Contesté depuis son implantation, le modèle didactique de la pensée historique n’en demeure pas moins un outil de développement d’une citoyenneté active qui place l’élève dans une posture critique et développe sa vigilance à l’égard d’affirmations historiques biaisées par des intentions politiques.
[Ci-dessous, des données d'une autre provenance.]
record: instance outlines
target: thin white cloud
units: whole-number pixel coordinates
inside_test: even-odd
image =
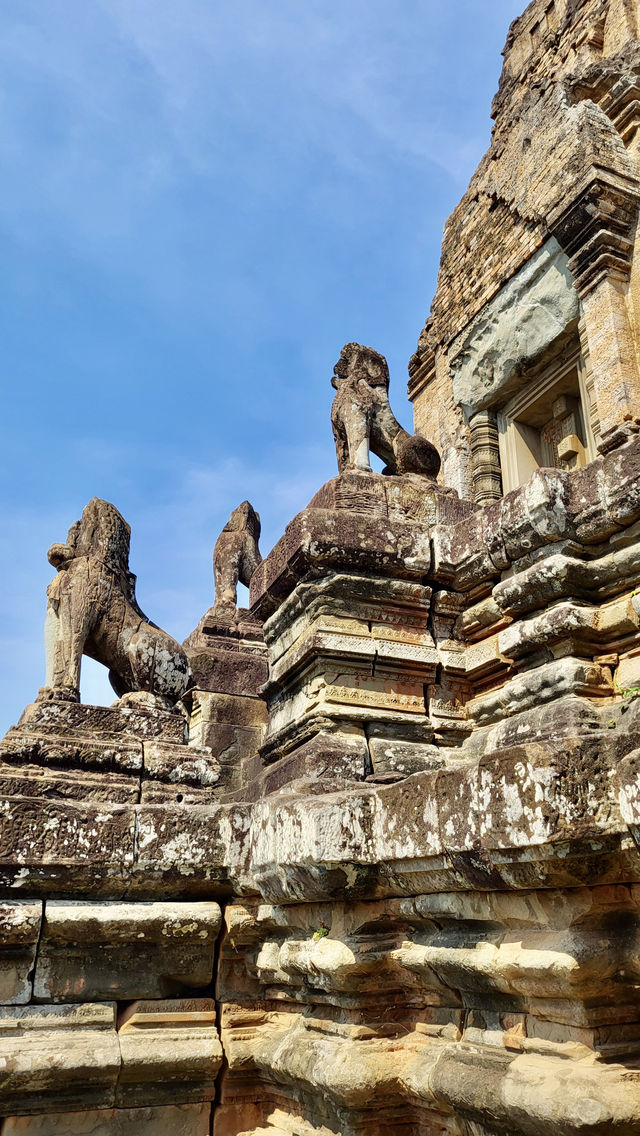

Pourtant, le programme d’histoire en vigueur des années 80 jusqu’à la dernière réforme avait aussi dans ses finalités « l’utilisation de la démarche historique axée sur la compréhension du milieu et sur l’aptitude à interpréter objectivement les réalités historiques ». Il s’agit simplement d’une conception de l’histoire en tant que science et d’agir en conséquence avec les élèves en classe d’histoire.

Les défis de l’enseignement de la pensée historique

Outre les pressions extérieures qui s’exercent sur l’enseignement de l’histoire, plusieurs défis subsistent pour l’enseignement de la pensée historique. Par exemple, les manuels scolaires et les évaluations jouent un rôle central dans la pratique enseignante en orientant la pratique des enseignants et les attentes des élèves. Or, la recherche en didactique de l’histoire tend à soulever une inéquation entre les finalités du PFEQ et celles des manuels scolaires et des évaluations, plaçant l’enseignant dans une drôle de position où il doit préparer l’élève à autre chose que ce qui lui est demandé par le programme avec des outils n’y correspondant pas non plus.

Plusieurs recherches révèlent que la conception qu’ont les enseignants de l’histoire influencera sa pratique. Donc, la formation historique des enseignants, non pas en matière de connaissances brutes, mais plutôt sa connaissance de la méthode historique et sa propre pensée historique, est aussi un défi pour l’enseignement de l’histoire.

Face à tous ces défis, la moindre des choses que l’on puisse demander à notre premier ministre serait de s’abstenir d’influencer l’apprentissage de l’histoire et de donner les ressources nécessaires aux enseignants d’histoire pour faire face aux défis que posent nos programmes très complexes. Ces enseignants qui font de leur mieux en travaillant sans relâche et à qui je lève mon chapeau en cette fin d’année scolaire.